Третья по счёту рожденная – Наталья. Самая любимая матерью тоже не оправдала её надежд. Она одна из всех закончила институт, но в село, вопреки ожиданиям, не вернулась. Несколько раз была замужем, детей не рожала, последний раз вышла за финна, уехала к нему в Финляндию и все… Тоже бесследно пропала. Не пишет и не звонит. Так же вычеркнута матерью из памяти: «Потаскуха» и всё тут.

Самый младшенький Ванечка. Чудный родился ребёночек. Мы все тёмные, рослые, ширококостные. А он светленький, глазки карие, тоненький, маленький. Родился и, наверное, улыбнулся. Но мать его боле всех невзлюбила. Поздний – не успела аборт сделать. Думала, что климакс, а тут беременность. Ванечку это нисколько не огорчало. Его душа была чистой и светлой, полной добра и радости, а сердце преданное любящее всех и вся.

Казалось бы, радуйся душа. Да нет, опять не угодили. «Ущербный дурачок какой-то и в кого он таким странным уродился?» – говаривала мама, глядя на него. А Ванечка вырос и из дома, в отличии от всех нас, не сбежал. Маленький,  да жилистый, сильный. Родители старели, а он работал и за отца, и мать и усадьба процветала. Мы все разъехались, а он второй этаж в доме поднял. Строил и приговаривал: «Для внуков и правнуков».
А не было ни внуков, ни внучек и правнукам взяться неоткуда было.

Я уехала из дома в восемнадцать лет. В районе на фабрику ткачихи требовались, вот и поехала. Научили, койку в общежитии дали, и понеслась взрослая жизнь. Жизнь-то взрослая, а я ещё нет. Встретила Павла. Замуж не звал, да и ладно, стали жить, как говорят, гражданским браком. И кто это состояние "браком" называет? Сожительствовали, правильнее, да так горько, что и жизнью это не назовёшь. Пил он, руку на меня поднимал. Жили в квартире его бабки, которая к рюмке также частенько прикладывалась. А как выпьет, так я ей поперёк горла становилась: «Ты почему же, девка, внуков мне не рожаешь? Здоровая, что кобыла, а пустая, как бутылка!» – и плевала мне вслед, кляня всеми матами.
А почему не рожала? Да и не задумывалась я. Уж от Павла детей мне никак не хотелось.  Что-либо делать по дому Павел ничего не умел, да и не хотел. «Я на фабрике напахался», – кричал на любую просьбу. А был он никем – разнорабочим. То ящики сколачивал, то за водкой бегал. Короче, шесть лет я с ним зачем-то промучилась. А тут и время сокращений пришло. И только я осталась без работы, Павел выставил меня.
Глупая была – зачем жила?  Правду говорят, что бабы маются, а девки замуж собираются.

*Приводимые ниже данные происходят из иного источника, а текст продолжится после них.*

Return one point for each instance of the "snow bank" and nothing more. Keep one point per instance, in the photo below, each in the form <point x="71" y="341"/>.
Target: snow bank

И вот осталась я без жилья и без работы. Можно было домой вернуться, но не хотела. Куда угодно, только не домой! И вдруг мне начальник отдела кадров фабрики предложил ухаживать за родным отцом его жены, что проживал в областном центре. Тесть его был заслуженным человеком – полковник, участник войны, орденоносец. Ему, вследствие какого-то заболевания, отрезали ноги. Требовался уход. Предусматривалось проживание, питание и оплата.
 
Подумала и поехала.

Куда угодно, лишь бы дальше от родного дома.

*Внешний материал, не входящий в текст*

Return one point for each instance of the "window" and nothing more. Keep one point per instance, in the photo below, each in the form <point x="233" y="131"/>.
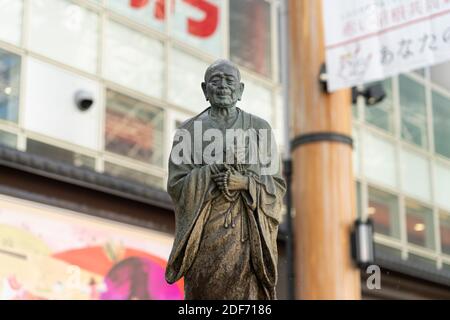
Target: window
<point x="8" y="139"/>
<point x="444" y="223"/>
<point x="380" y="160"/>
<point x="65" y="32"/>
<point x="415" y="175"/>
<point x="11" y="20"/>
<point x="384" y="212"/>
<point x="132" y="175"/>
<point x="134" y="60"/>
<point x="50" y="108"/>
<point x="442" y="185"/>
<point x="381" y="114"/>
<point x="9" y="86"/>
<point x="59" y="154"/>
<point x="358" y="199"/>
<point x="441" y="124"/>
<point x="355" y="152"/>
<point x="421" y="261"/>
<point x="149" y="13"/>
<point x="186" y="73"/>
<point x="250" y="35"/>
<point x="413" y="109"/>
<point x="257" y="99"/>
<point x="134" y="129"/>
<point x="419" y="225"/>
<point x="439" y="75"/>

Огромная трёхкомнатная квартира, высоченные потолки, толстенные стены. Старинная мебель. Картины на стенах. Окна высокие, портьеры тяжёлые. Дворец, а не квартира!  Думала, что встречу старого унылого немощного, но дед хоть и немощным был, да оказался весёлым, общительным. В меру самостоятельным, очень интересным и образованным человеком. Я раньше таких только в кино видела. И побежали самые счастливые дни в моей жизни. Василий Тимофеевич, так его звали, открыл для меня новый мир. Мир, в котором много друзей; мир, в котором можно смеяться и не над кем-то; мир в котором читают по вечерам вслух книги и обсуждают после; мир, в котором можно играть вечерами в шашки; мир, в котором никто никогда никого не судит.

А к труду я была привыкшей – деревенская. Иногда налётом заезжала дочь, строго подозрительно всё осматривала и так же быстро уезжала. А я ухаживала за Василием Тимофеевичем и как санитарка, и как медицинская сестра, и как хозяйка в доме. Ходила в магазины, аптеки, поликлиники. Готовила, стирала, гладила, убирала, т.е. стала в доме хозяйкой. Кормила строго по рекомендациям, ведь малоподвижному старому человеку много чего нельзя. «Моя домоправительница, домомучительница и сестрица», – представлял меня полковник своим друзьям, соседям и знакомым.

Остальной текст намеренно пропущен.